The snapshot image MUST be written to the kernel unaltered (ie. all of the image data, metadata and header MUST be written in _exactly_ the same amount, form and order in which they have been read). Otherwise, the behavior of the resumed system may be totally unpredictable.

While executing SNAPSHOT_ATOMIC_RESTORE the kernel checks if the structure of the snapshot image is consistent with the information stored in the image header. If any inconsistencies are detected, SNAPSHOT_ATOMIC_RESTORE will not succeed. Still, this is not a fool-proof mechanism and the userland utilities using the interface SHOULD use additional means, such as checksums, to ensure the integrity of the snapshot image.

The suspending and resuming utilities MUST lock themselves in memory, preferably using mlockall(), before calling SNAPSHOT_FREEZE.

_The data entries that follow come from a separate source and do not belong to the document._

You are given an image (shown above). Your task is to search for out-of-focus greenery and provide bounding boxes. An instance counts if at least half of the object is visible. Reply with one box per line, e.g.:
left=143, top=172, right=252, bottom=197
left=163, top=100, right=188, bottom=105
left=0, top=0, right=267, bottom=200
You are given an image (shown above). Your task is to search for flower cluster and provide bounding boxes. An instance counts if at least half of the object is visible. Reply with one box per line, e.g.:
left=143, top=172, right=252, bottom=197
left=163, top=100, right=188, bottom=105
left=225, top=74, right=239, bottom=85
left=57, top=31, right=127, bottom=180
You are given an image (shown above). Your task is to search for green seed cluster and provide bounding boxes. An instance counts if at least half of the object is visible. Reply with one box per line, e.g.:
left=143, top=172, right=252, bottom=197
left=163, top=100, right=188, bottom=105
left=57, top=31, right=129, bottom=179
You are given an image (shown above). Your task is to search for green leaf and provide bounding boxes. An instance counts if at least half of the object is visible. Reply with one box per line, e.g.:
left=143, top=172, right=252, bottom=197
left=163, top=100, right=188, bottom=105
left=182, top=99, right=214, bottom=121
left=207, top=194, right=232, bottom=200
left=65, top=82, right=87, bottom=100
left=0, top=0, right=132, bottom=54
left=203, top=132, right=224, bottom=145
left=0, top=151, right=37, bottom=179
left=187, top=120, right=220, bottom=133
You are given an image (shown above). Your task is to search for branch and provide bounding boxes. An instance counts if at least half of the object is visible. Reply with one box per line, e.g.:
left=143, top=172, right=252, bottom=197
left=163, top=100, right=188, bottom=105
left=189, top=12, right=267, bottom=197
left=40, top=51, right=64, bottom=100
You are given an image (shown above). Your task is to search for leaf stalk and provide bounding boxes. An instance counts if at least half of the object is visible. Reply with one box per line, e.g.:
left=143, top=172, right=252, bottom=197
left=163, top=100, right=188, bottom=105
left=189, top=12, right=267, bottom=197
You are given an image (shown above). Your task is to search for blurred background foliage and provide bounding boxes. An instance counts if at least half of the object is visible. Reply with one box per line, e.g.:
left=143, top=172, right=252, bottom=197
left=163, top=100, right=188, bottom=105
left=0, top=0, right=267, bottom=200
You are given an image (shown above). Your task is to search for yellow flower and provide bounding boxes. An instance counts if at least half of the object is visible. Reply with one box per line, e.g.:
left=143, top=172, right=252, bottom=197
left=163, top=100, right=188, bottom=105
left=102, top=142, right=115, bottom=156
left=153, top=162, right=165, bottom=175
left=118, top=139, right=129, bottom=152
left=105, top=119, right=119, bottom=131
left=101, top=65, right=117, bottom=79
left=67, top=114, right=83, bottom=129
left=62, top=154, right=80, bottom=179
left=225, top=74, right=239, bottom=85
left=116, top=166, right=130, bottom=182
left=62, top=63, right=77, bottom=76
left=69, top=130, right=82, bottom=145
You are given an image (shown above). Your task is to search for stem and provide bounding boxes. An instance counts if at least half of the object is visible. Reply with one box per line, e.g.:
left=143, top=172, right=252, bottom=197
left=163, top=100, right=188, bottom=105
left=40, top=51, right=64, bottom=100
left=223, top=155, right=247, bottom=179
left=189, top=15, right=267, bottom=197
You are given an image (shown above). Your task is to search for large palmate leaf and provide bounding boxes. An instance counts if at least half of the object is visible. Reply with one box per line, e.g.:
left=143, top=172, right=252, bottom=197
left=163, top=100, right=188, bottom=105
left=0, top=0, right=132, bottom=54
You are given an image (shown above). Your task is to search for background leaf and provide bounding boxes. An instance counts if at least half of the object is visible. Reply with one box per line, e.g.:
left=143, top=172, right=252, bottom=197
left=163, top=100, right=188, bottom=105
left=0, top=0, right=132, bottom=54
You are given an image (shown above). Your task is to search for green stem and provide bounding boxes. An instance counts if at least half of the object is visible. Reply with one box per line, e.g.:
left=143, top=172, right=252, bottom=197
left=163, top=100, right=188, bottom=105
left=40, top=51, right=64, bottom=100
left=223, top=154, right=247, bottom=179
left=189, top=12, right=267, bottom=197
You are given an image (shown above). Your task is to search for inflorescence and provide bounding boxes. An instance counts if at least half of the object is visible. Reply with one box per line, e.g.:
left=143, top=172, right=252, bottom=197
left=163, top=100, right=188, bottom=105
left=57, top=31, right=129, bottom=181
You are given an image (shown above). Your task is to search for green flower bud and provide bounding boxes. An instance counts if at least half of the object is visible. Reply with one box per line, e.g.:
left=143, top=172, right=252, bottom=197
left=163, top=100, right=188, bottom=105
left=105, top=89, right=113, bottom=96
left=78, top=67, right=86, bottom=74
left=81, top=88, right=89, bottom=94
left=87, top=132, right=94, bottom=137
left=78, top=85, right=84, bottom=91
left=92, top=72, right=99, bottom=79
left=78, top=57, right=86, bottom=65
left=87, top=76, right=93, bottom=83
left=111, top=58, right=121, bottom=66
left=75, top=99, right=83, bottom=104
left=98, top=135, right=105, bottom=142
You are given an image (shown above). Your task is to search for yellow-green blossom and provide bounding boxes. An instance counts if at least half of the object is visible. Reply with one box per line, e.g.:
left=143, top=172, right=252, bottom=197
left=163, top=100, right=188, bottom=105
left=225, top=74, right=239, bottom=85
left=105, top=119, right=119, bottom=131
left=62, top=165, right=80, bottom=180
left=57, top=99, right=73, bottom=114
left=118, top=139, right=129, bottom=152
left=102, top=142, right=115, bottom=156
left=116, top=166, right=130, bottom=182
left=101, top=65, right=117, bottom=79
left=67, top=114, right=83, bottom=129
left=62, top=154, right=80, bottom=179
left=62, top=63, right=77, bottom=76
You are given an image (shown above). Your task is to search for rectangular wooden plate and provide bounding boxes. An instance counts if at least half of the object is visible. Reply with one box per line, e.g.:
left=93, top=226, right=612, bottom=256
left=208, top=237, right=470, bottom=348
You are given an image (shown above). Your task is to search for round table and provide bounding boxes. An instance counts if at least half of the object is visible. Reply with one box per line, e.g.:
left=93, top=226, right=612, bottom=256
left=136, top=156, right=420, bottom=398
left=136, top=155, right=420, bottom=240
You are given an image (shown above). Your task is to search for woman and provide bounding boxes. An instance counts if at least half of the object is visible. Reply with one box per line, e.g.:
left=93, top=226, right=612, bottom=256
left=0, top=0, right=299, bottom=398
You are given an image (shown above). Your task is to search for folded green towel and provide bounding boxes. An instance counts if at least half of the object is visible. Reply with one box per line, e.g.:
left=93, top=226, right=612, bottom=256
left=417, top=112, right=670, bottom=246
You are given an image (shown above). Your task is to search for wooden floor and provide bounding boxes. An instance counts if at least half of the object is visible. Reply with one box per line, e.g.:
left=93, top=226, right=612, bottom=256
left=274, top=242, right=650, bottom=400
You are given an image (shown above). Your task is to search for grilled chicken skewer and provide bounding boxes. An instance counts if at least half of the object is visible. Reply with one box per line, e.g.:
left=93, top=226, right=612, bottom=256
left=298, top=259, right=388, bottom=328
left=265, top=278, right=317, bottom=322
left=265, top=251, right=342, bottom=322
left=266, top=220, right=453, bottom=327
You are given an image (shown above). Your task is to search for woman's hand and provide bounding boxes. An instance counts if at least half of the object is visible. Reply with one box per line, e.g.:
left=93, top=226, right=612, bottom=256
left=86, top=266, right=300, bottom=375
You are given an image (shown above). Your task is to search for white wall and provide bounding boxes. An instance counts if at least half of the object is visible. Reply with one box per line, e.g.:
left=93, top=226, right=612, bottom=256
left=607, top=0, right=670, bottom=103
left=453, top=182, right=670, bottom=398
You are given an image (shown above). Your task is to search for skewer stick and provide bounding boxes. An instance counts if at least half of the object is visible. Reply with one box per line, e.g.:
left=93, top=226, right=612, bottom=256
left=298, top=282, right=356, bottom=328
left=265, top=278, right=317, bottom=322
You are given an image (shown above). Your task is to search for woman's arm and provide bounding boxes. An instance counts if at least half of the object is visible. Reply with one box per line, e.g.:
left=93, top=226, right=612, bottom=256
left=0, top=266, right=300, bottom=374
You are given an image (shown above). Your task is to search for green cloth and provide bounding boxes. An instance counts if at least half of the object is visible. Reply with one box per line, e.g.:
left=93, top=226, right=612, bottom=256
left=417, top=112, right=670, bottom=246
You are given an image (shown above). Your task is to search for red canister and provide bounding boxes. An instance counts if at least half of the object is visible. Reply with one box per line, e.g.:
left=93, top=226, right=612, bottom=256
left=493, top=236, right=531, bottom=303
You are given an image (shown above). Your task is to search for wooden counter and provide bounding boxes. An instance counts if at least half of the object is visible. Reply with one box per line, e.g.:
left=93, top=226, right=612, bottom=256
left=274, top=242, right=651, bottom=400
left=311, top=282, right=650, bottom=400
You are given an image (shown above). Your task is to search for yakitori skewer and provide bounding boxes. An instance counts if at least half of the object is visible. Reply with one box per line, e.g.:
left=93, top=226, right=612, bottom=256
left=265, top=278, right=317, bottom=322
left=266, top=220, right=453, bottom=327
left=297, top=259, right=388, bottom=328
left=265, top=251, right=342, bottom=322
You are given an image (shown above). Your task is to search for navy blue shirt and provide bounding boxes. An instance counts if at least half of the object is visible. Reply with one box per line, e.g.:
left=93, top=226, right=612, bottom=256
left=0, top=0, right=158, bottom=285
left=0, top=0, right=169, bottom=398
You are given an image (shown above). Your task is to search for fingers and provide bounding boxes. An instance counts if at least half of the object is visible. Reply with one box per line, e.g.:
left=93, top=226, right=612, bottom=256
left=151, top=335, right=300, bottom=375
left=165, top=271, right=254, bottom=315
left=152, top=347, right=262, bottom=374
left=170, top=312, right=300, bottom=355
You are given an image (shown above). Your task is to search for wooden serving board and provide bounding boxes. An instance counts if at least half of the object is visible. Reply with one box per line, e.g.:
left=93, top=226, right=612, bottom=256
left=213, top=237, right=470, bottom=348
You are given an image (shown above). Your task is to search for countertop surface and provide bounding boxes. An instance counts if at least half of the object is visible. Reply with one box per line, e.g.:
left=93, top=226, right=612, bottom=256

The suspending utility MUST check the value stored by SNAPSHOT_CREATE_IMAGE in the memory location pointed to by the last argument of ioctl() and proceed in accordance with it:

  1. If the value is 1 (ie. the system memory snapshot has just been created and the system is ready for saving it):
    1. The suspending utility MUST NOT close the snapshot device _unless_ the whole suspend procedure is to be cancelled, in which case, if the snapshot image has already been saved, the suspending utility SHOULD destroy it, preferably by zapping its header. If the suspend is not to be cancelled, the system MUST be powered off or rebooted after the snapshot image has been saved.
    2. The suspending utility SHOULD NOT attempt to perform any file system operations (including reads) on the file systems that were mounted before SNAPSHOT_CREATE_IMAGE has been called. However, it MAY mount a file system that was not mounted at that time and perform some operations on it (eg. use it for saving the image).
  2. If the value is 0 (ie. the system state has just been restored from the snapshot image), the suspending utility MUST close the snapshot device. Afterwards it will be treated as a regular userland process, so it need not exit.

The resuming utility SHOULD NOT attempt to mount any file systems that could be mounted before suspend and SHOULD NOT attempt to perform any operations involving such file systems.

For details, please refer to the source code.